Davalı ….. vekili, davanın reddini istemiştir.
İLK DERECE MAHKEMESİ KARARININ ÖZETİ : Mahkemece iddia, savunma, benimsenen bilirkişi raporu ve tüm dosya kapsamına göre, kazanın meydana gelmesinde davalı sürücünün % 50, davacının % 50 oranında kusurlu olduğu, kaza nedeniyle davacının % 10.3 oranında sürekli iş göremezlik zararına uğradığı, geçici iş göremezlik süresinin 12 ay olarak tespit edildiği gerekçesiyle maddi tazminat talebinin feragat nedeniyle reddine, manevi tazminat isteminin kısmen kabulü ile 5.150,00 TL manevi tazminatın davalı sürücü ve işletenden olay tarihinden itibaren işleyecek yasal faiziyle müştereken ve müteselsilen tahsiline karar verilmiştir.
Karara karşı davacı vekili tarafından istinaf yoluna başvurulmuştur.
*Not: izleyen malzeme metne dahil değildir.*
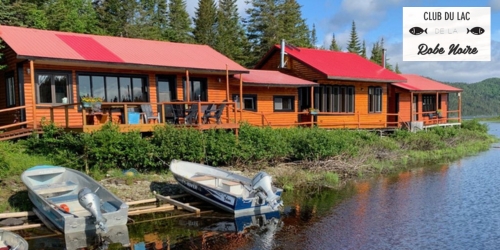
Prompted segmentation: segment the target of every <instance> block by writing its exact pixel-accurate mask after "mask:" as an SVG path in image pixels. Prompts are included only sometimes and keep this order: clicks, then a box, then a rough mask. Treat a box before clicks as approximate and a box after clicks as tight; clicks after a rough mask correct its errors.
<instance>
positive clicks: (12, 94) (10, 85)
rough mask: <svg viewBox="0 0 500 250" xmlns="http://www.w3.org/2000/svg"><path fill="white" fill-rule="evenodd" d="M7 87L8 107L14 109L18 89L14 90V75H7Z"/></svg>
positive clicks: (8, 73) (15, 104)
mask: <svg viewBox="0 0 500 250" xmlns="http://www.w3.org/2000/svg"><path fill="white" fill-rule="evenodd" d="M5 86H6V88H7V89H6V91H5V92H6V93H7V107H12V106H15V105H16V89H15V88H14V86H15V83H14V73H13V72H10V73H7V74H6V76H5Z"/></svg>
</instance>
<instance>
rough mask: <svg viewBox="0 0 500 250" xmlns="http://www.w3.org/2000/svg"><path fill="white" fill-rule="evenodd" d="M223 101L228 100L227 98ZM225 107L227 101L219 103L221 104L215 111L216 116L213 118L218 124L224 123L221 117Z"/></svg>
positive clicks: (219, 105)
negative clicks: (222, 122) (216, 109)
mask: <svg viewBox="0 0 500 250" xmlns="http://www.w3.org/2000/svg"><path fill="white" fill-rule="evenodd" d="M222 102H227V100H224V101H222ZM225 108H226V104H225V103H222V104H219V106H218V107H217V110H216V111H215V113H214V116H213V118H214V119H215V122H217V124H221V123H222V121H221V119H220V118H221V116H222V112H223V111H224V109H225Z"/></svg>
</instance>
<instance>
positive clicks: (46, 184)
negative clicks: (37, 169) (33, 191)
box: [33, 181, 78, 195]
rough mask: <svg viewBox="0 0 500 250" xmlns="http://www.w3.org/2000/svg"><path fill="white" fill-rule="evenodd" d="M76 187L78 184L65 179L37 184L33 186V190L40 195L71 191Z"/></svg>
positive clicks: (37, 193) (52, 193)
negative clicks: (47, 182)
mask: <svg viewBox="0 0 500 250" xmlns="http://www.w3.org/2000/svg"><path fill="white" fill-rule="evenodd" d="M77 187H78V185H76V184H75V183H74V182H72V181H65V182H61V183H53V184H43V185H38V186H35V187H34V188H33V191H35V192H36V193H37V194H40V195H46V194H53V193H61V192H68V191H73V190H74V189H75V188H77Z"/></svg>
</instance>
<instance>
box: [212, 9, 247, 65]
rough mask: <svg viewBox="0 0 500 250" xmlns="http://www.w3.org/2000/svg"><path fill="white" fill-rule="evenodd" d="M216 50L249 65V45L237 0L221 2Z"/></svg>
mask: <svg viewBox="0 0 500 250" xmlns="http://www.w3.org/2000/svg"><path fill="white" fill-rule="evenodd" d="M217 16H218V18H217V19H218V25H217V37H216V39H215V41H216V43H215V46H214V49H216V50H217V51H219V52H220V53H222V54H224V55H226V56H227V57H229V58H231V59H232V60H234V61H236V62H238V63H239V64H241V65H248V60H249V58H248V52H247V51H248V48H249V43H248V40H247V37H246V35H245V30H244V29H243V25H242V23H241V22H240V16H239V14H238V6H237V5H236V0H219V8H218V9H217Z"/></svg>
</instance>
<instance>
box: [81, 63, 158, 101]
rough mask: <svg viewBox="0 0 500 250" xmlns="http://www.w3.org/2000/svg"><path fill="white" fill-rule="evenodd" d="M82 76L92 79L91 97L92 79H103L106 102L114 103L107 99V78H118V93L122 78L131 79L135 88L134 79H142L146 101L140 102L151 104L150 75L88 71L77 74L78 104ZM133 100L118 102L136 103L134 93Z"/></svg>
mask: <svg viewBox="0 0 500 250" xmlns="http://www.w3.org/2000/svg"><path fill="white" fill-rule="evenodd" d="M80 76H88V77H89V78H90V95H91V96H92V97H94V96H93V94H92V92H93V86H92V77H94V76H95V77H103V80H104V102H113V101H109V100H108V98H107V95H108V94H107V83H106V77H116V78H117V80H118V81H117V86H118V93H120V78H130V84H131V85H132V86H133V83H134V82H133V78H140V79H142V80H143V82H142V83H143V86H142V94H143V95H144V96H145V100H143V101H140V102H145V103H147V102H149V100H150V99H151V98H150V96H149V77H148V75H144V74H120V73H102V72H88V71H79V72H76V86H77V87H76V95H77V100H78V102H81V95H80V85H81V83H80ZM131 99H132V100H131V101H123V100H119V101H118V102H136V101H134V94H133V91H132V98H131Z"/></svg>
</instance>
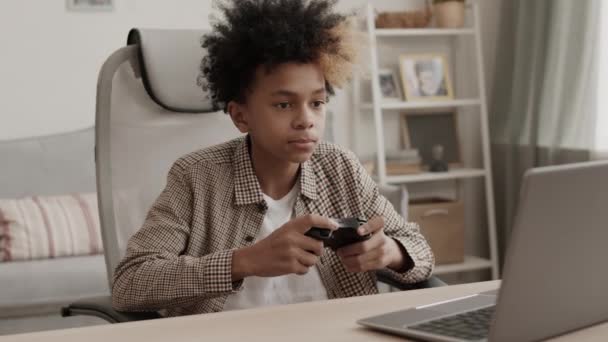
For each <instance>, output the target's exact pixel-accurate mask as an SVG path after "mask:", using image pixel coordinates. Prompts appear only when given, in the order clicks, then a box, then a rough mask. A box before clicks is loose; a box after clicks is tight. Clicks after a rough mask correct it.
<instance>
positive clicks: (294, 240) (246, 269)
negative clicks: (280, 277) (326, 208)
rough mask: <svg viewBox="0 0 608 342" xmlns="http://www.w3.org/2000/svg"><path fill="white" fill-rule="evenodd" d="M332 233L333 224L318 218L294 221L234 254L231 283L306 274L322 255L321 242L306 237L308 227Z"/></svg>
mask: <svg viewBox="0 0 608 342" xmlns="http://www.w3.org/2000/svg"><path fill="white" fill-rule="evenodd" d="M313 226H314V227H321V228H329V229H331V230H335V229H337V228H338V226H337V224H336V223H335V222H334V221H332V220H330V219H329V218H326V217H322V216H319V215H305V216H300V217H297V218H295V219H293V220H291V221H289V222H287V223H285V224H284V225H283V226H281V227H280V228H279V229H277V230H275V231H274V232H272V234H270V235H269V236H268V237H266V238H265V239H263V240H261V241H259V242H257V243H255V244H254V245H252V246H249V247H245V248H241V249H239V250H237V251H235V252H234V254H233V257H232V258H233V259H232V280H233V281H236V280H240V279H243V278H245V277H248V276H258V277H275V276H281V275H285V274H291V273H295V274H300V275H302V274H306V273H307V272H308V269H309V268H310V267H311V266H313V265H314V264H316V263H317V260H318V259H319V256H321V254H322V253H323V242H322V241H318V240H315V239H313V238H310V237H308V236H306V235H304V233H306V232H307V231H308V230H309V229H310V228H311V227H313Z"/></svg>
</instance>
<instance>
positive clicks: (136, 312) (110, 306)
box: [61, 296, 161, 323]
mask: <svg viewBox="0 0 608 342" xmlns="http://www.w3.org/2000/svg"><path fill="white" fill-rule="evenodd" d="M77 315H85V316H95V317H99V318H102V319H105V320H106V321H108V322H110V323H123V322H133V321H142V320H147V319H154V318H160V317H161V316H160V315H159V314H158V313H157V312H121V311H116V310H114V308H113V307H112V297H110V296H101V297H91V298H84V299H81V300H78V301H76V302H74V303H72V304H70V305H68V306H65V307H63V308H61V316H63V317H68V316H77Z"/></svg>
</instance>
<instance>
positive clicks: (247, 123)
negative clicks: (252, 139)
mask: <svg viewBox="0 0 608 342" xmlns="http://www.w3.org/2000/svg"><path fill="white" fill-rule="evenodd" d="M228 114H229V115H230V118H231V119H232V122H233V123H234V126H236V128H238V130H239V131H240V132H241V133H249V121H248V117H247V112H246V110H245V108H244V106H243V105H242V104H240V103H238V102H236V101H230V102H228Z"/></svg>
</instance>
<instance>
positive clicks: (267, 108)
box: [112, 0, 434, 316]
mask: <svg viewBox="0 0 608 342" xmlns="http://www.w3.org/2000/svg"><path fill="white" fill-rule="evenodd" d="M334 5H335V1H332V0H310V1H302V0H232V1H230V2H223V3H222V4H221V5H220V6H219V9H220V10H221V12H222V13H223V15H224V20H223V21H219V22H217V23H216V24H215V25H214V30H213V31H212V33H210V34H209V35H207V36H205V37H204V39H203V47H204V48H206V49H207V52H208V54H207V56H206V57H205V58H204V60H203V62H202V64H201V71H202V73H203V75H204V78H205V79H206V84H205V87H206V88H207V89H208V90H209V92H210V94H211V99H212V101H213V103H214V105H215V106H217V107H218V108H222V109H223V110H224V111H225V112H227V113H228V114H229V115H230V117H231V119H232V121H233V122H234V125H235V126H236V127H237V128H238V129H239V130H240V131H241V132H242V133H245V134H246V135H245V136H243V137H241V138H238V139H235V140H232V141H228V142H226V143H223V144H220V145H217V146H213V147H209V148H205V149H202V150H199V151H197V152H194V153H191V154H188V155H186V156H184V157H182V158H180V159H179V160H177V161H176V162H175V163H174V165H173V166H172V168H171V170H170V171H169V175H168V180H167V185H166V188H165V189H164V190H163V192H162V193H161V195H160V196H159V198H158V199H157V200H156V202H155V203H154V205H153V206H152V208H151V210H150V212H149V214H148V216H147V218H146V220H145V222H144V225H143V227H142V228H141V229H140V230H139V231H138V232H137V233H136V234H135V235H134V236H133V237H132V238H131V240H130V241H129V244H128V247H127V254H126V256H125V258H124V259H123V260H122V261H121V263H120V264H119V265H118V267H117V269H116V272H115V276H114V283H113V289H112V297H113V305H114V307H115V308H116V309H118V310H123V311H161V313H162V314H163V315H166V316H176V315H184V314H194V313H206V312H216V311H222V310H230V309H240V308H249V307H257V306H262V305H271V304H287V303H297V302H303V301H311V300H322V299H331V298H340V297H349V296H359V295H367V294H374V293H377V292H378V290H377V287H376V276H375V272H376V271H382V272H386V273H387V274H388V275H389V276H391V277H392V278H393V279H394V280H396V281H400V282H404V283H414V282H419V281H422V280H425V279H427V278H428V277H429V276H430V274H431V272H432V269H433V264H434V259H433V255H432V253H431V251H430V248H429V246H428V244H427V243H426V241H425V240H424V238H423V236H422V235H421V234H420V232H419V229H418V226H417V225H416V224H413V223H407V222H405V221H404V220H403V218H402V217H400V216H399V215H398V214H397V213H396V212H395V210H394V209H393V207H392V206H391V205H390V204H389V203H388V201H387V200H386V199H385V198H384V197H382V196H381V195H380V194H379V192H378V188H377V186H376V185H375V183H374V182H373V180H372V179H371V178H370V177H369V175H368V174H367V173H366V171H365V170H364V169H363V167H362V166H361V165H360V163H359V162H358V160H357V159H356V157H355V156H354V155H353V154H352V153H351V152H347V151H345V150H343V149H342V148H340V147H338V146H335V145H332V144H329V143H326V142H321V141H320V137H321V136H322V134H323V128H324V121H325V111H326V109H325V108H326V103H327V101H328V98H329V96H330V95H332V94H333V89H334V87H340V86H342V85H344V83H345V82H346V80H347V79H348V77H349V75H350V74H351V73H352V68H353V66H354V65H355V63H356V62H357V60H356V53H357V50H358V49H357V48H356V44H355V43H356V42H355V41H354V40H353V39H354V35H355V33H354V32H355V31H354V29H353V28H352V27H351V25H349V20H348V18H347V17H345V16H343V15H340V14H337V13H335V12H334V10H333V7H334ZM343 217H359V218H363V219H366V220H367V223H366V224H364V225H362V226H361V227H359V229H358V233H359V234H361V235H366V234H368V233H371V238H369V239H367V240H365V241H363V242H358V243H354V244H351V245H348V246H346V247H343V248H340V249H338V250H337V251H335V252H334V251H332V250H330V249H328V248H324V247H323V244H322V242H320V241H317V240H315V239H313V238H310V237H308V236H306V235H305V233H306V232H307V231H308V230H309V229H310V228H311V227H322V228H328V229H332V230H333V229H336V228H337V225H336V222H335V221H334V220H333V219H331V218H343Z"/></svg>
İSTİNAF NEDENLERİ : Davacı vekili, müvekkilinin halen hareket kısıtlığını yaşadığını, psikolojisinin bozulduğunu, Adli Tıp Kurumu raporunda psikolojik durumuyla ilgili olarak hiçbir değerlendirme yapıldığını, manevi tazminat miktarının oldukça düşük olduğunu istinaf nedeni olarak ileri sürmekle kararın kaldırılmasını istemiştir.
GEREKÇE :Dava, geçici ve sürekli iş göremezlik tazminatı ve manevi tazminat istemine ilişkin olup ilk derece mahkemesince yukarıda yazılı gerekçeyle maddi tazminat isteminin feragat nedeniyle reddine, manevi tazminatın kısmen kabulüne karar verilmiştir.
Dairemizce HMK’nın 355. maddesi uyarınca istinaf nedenleriyle ve resen kamu düzenine ilişkin sebeplerle sınırlı olarak istinaf incelemesi yapılmıştır.
Davacı vekili, müvekkilinin kullandığı motosiklete davalıların sürücüsü ve işleteni olduğu aracın çarpması nedeniyle müvekkilinin ağır şekilde yaralandığını ileri sürerek maddi ve manevi tazminat isteminde bulunmuş, davalı sigorta şirketinin ödemede bulunması nedeniyle maddi tazminat talebinin feragat nedeniyle reddine, manevi tazminat isteminin kısmen kabulü ile 5.150,00 TL manevi tazminatın tahsiline karar verilmiştir.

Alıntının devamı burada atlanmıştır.